BY JOHNETTE RODRIGUEZ

As the number of award-winning chefs and restaurants in the state proliferated throughout the '90s, culinary professionals organized themselves into the Chef's Association of Rhode Island (officially formed in 1998). The impetus for CARI was not just to gather socially, according to member Ellen Loconto, but to "join efforts and donate to the community -- to give back to those who have served us so well."

To that end, CARI has an entry-level placement system for students in culinary job-training programs; scholarships for culinary arts students; and an annual fundraising event to benefit community outreach and training at places such as the Genesis Center and the Rhode Island Community Food Bank. This year's designated recipient is the Amos House Culinary Program, a 12-week training for physically and mentally challenged individuals.

This charity was selected by Nino D'Urso, the executive chef of Capriccio since it opened almost 27 years ago, and winner of CARI's 2003 lifetime culinary achievement award. D'Urso will be honored at a fundraising dinner this Sunday, January 19, at the Providence Marriott Hotel, with a menu based on ingredients and preparations typical of his birthplace, Sorrento, Italy. More than a dozen CARI members from around the state will participate in this seven-part meal, whose dishes were selected by D'Urso, including the filet mignon with shrimp and foie gras.

D'Urso entered the hospitality and culinary arts trade while still a teenager. Coming from a family of six, his parents couldn't afford college, though he did earn a culinary arts degree from Instituto Professionale Bi-Stato, Italy's national culinary school. He went on to train at Capri's Quisisana Hotel and to work as executive chef at Little Venice in Hamilton, Bermuda. "It was an old-fashioned way to be trained," he recalls. "We went through all types of food and we spent more time in the field and in the kitchen cooking than in a classroom."

D'Urso joined Capriccio's as its first executive chef in 1976 and eventually became a partner in the business with Vincenzo Iemma, who is also a co-owner of Cafe Nuovo. He has witnessed "big, big changes" in the Providence restaurant scene. "There are a lot of young chefs and the food is completely different," D'Urso says. "Back then, we used things like pork fat -- the food was so heavy."

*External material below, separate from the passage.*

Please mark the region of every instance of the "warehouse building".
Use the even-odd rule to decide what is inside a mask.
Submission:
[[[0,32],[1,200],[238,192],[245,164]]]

The culinary veteran believes that people really want to eat in a more healthy way, and he's always on the lookout for quality products, whether they are imported, such as Kobe beef from Japan, or locally acquired, such as squash blossoms from his home garden in Cranston or 500 pounds of wild hen-of-the-woods mushrooms from a private supplier. "When I come in to the restaurant each day," this still-enthusiastic chef explains, "I look around at the specials, I look to see what's fresh for that day and what's best to offer my customers."